The problem also occurs on other repos, so it's not just a weird accident with a specific repo.
I decided to investigate the issue further, and after many tests, I discovered the source of the error:
The problem starts on a commit who's author name has accented characters that are encoded in a specific way.
When displaying a log where such a commit exists (even if just one), SourceTree displays all commit messages and author names with an incorrect encoding (it probably starts using the encoding of the offending commit).
I exported 2 patches to demonstrate the problem:
In the first patch excerpt, you may see the author name (Cláudio Silva) encoded as UTF-8
(this is just one line from the patch file):
From: =?UTF-8?q?Cla=CC=81udio=20Silva?= <claudio.silva@impactwave.com>
The accented A is encoded as 3 characters (a xCC x81). This commit causes no problems on SourceTree.

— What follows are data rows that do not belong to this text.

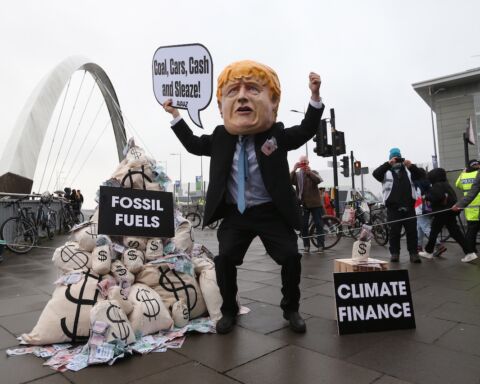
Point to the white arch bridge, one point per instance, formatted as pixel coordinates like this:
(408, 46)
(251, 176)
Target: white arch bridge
(20, 158)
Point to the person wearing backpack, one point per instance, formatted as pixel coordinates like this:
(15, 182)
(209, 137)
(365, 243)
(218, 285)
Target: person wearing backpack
(442, 198)
(465, 183)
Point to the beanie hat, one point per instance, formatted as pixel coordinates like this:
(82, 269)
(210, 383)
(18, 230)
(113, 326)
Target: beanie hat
(394, 152)
(472, 163)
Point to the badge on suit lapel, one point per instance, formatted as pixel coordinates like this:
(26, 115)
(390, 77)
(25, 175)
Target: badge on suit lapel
(269, 146)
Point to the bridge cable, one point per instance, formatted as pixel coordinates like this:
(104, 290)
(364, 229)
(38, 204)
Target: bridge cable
(66, 130)
(84, 140)
(119, 112)
(76, 131)
(91, 151)
(54, 136)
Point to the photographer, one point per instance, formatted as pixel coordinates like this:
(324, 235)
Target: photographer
(306, 182)
(397, 176)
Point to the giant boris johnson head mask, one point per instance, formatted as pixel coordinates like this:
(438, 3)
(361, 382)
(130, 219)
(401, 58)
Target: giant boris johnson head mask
(248, 95)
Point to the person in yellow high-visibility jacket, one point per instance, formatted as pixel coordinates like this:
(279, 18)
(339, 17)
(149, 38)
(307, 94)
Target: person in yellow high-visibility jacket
(465, 183)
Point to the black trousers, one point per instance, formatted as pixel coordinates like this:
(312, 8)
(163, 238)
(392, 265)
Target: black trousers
(396, 229)
(448, 220)
(235, 234)
(471, 236)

Now, here's the author name from an offending (error inducing) commit:
From: =?UTF-8?q?Cl=E1udio=20Silva?= <claudio.silva@impactwave.com>
The accented A is encoded as just 1 character (xE1). This seems to be a valid encoding for Unicode, but NOT for UTF-8 (see this: Unicode Character 'LATIN SMALL LETTER A WITH ACUTE' (U+00E1)).
All it takes is just one commit with an author name encoded like this to make SourceTree go mad!...

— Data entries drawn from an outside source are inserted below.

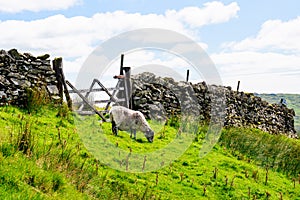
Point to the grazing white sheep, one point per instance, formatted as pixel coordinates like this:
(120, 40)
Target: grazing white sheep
(129, 120)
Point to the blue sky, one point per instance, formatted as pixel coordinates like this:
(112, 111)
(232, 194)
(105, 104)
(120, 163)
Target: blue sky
(257, 42)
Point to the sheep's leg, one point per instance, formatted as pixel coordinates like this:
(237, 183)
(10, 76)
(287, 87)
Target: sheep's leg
(114, 127)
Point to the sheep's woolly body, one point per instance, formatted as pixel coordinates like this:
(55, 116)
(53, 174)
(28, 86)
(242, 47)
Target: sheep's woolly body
(129, 120)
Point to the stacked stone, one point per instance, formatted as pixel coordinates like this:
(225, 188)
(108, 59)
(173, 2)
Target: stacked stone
(21, 71)
(156, 96)
(246, 109)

Nevertheless, command line Git and SmartGit display the logs just fine, and are unaffected by this. At most, the incorrectly encoded characters may appear garbled, but all other text appears fine.
The problematic commit was probably created on another application (perhaps on Windows, with msysgit or with SmartGit, I don't know).
So, in conclusion, I believe making SourceTree being able to handle incorrectly encoded strings without going nuts would be a nice enhancement to the software.
May I suggest bringing up this issue to the development team?
Best regards.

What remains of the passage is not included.